June 11 (Bloomberg) -- Yannis Stournaras, Greece’s former finance minister, will become the next governor of the Bank of Greece, replacing George Provopoulos who presided over the stability of country’s financial system during its debt crisis.
The central bank’s board unanimously approved proposing Stournaras for the role to Greece’s cabinet, which must rubber stamp the appointment, according to an e-mailed statement from the Athens-based institution today. Stournaras will assume the role after Provopoulos’s term ends on June 19, according to the statement.
Stournaras’s new job will entail safeguarding Greece’s financial stability as it continues a recovery from the crisis that erupted in 2009. Greek banks took losses in the country’s sovereign restructuring in 2012 and from a high ratio of loans in arrears as the economy lost about a quarter of its economic output during a six-year recession only forecast to end this year.
Prime Minister Antonis Samaras replaced Stournaras, 57, with Gikas Hardouvelis, an academic and former chief economist at Eurobank Ergasias SA, in a overhaul of his cabinet on June 9.
Stournaras, who will also become a member of the European Central Bank’s governing council, was appointed finance minister in June 2012 as Greece grappled with political turmoil after two elections in six weeks that threatened to push it out of the euro. In April of this year, Stournaras saw the country make a comeback from bond-market exile, selling 3 billion euros ($4 billion) in five-year notes in a sale that was oversubscribed, its first issue in four years.

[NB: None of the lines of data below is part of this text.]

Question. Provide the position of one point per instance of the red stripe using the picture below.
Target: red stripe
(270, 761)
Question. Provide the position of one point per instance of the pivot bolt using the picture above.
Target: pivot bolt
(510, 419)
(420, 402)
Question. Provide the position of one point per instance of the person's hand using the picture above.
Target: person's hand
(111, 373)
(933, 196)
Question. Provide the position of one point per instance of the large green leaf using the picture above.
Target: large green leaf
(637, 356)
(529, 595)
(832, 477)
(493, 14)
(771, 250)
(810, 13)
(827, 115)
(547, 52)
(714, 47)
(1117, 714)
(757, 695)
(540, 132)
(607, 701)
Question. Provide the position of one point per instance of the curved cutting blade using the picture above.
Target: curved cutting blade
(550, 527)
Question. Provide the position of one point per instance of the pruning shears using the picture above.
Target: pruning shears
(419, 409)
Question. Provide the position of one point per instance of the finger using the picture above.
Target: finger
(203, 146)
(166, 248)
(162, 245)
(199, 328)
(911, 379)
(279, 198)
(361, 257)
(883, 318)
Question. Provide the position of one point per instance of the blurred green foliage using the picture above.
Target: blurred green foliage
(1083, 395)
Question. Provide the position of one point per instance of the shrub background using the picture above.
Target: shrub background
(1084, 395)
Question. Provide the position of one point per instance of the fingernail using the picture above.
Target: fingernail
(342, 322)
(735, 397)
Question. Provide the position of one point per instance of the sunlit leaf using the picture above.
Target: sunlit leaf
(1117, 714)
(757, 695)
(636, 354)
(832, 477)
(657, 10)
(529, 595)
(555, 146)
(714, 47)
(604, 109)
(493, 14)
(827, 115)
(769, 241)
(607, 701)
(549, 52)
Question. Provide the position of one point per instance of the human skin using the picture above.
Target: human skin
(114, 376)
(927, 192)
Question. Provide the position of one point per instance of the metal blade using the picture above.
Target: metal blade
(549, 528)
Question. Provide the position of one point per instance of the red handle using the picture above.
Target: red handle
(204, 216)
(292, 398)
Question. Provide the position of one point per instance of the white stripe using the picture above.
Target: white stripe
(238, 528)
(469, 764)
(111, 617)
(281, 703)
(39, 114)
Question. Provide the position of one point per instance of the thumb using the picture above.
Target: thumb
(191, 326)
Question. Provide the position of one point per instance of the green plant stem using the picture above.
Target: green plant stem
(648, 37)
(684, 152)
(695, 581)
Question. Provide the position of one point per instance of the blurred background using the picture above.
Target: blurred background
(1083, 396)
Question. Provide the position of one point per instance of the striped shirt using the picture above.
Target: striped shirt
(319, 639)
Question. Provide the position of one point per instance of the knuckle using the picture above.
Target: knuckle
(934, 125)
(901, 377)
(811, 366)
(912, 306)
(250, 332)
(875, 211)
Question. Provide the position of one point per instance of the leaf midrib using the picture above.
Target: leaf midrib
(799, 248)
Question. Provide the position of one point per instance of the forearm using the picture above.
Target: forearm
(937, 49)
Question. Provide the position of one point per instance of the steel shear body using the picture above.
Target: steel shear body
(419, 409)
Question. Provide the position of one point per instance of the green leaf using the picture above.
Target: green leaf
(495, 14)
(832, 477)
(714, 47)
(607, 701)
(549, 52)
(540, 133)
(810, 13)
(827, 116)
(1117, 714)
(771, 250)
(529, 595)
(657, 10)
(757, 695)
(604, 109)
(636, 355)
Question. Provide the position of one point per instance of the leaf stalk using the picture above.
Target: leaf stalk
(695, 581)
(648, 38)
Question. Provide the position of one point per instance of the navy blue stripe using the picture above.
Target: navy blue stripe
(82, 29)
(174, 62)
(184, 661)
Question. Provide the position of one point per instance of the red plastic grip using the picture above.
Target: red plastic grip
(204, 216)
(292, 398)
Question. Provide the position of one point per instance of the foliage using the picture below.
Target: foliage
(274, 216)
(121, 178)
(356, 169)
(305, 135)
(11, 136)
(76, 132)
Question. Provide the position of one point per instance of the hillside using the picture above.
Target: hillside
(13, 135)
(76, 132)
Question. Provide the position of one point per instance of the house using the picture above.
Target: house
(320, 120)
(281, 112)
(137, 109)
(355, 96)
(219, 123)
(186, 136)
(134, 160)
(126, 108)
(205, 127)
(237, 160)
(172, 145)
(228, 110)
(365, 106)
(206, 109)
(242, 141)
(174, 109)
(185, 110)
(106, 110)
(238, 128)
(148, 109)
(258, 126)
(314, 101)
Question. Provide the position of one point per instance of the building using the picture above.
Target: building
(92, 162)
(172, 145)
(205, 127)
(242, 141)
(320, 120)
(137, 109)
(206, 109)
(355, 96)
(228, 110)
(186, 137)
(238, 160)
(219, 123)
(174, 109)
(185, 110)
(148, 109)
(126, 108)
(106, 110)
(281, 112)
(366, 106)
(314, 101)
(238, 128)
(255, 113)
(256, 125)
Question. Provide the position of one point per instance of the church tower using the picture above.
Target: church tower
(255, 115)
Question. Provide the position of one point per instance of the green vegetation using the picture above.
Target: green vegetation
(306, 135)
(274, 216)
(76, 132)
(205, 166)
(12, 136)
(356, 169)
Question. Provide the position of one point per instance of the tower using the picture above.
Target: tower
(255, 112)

“I want to recognize the hard work and dedication of Yannis Stournaras as Greek finance minister in these very challenging years,” Olli Rehn, the European Union’s commissioner in charge of economic and monetary affairs, said yesterday. “Since 2012 he has taken forward the difficult but important reforms set out in the economic adjustment program for Greece.”
Provopoulos, 64, oversaw the resolution of 12 Greek banks since becoming governor in 2008 as euro area exit fears in 2011 and 2012 fueled a steady outflow of deposits. “Not a single euro of depositors’ money was lost in the process” Provopoulos said in an interview in April.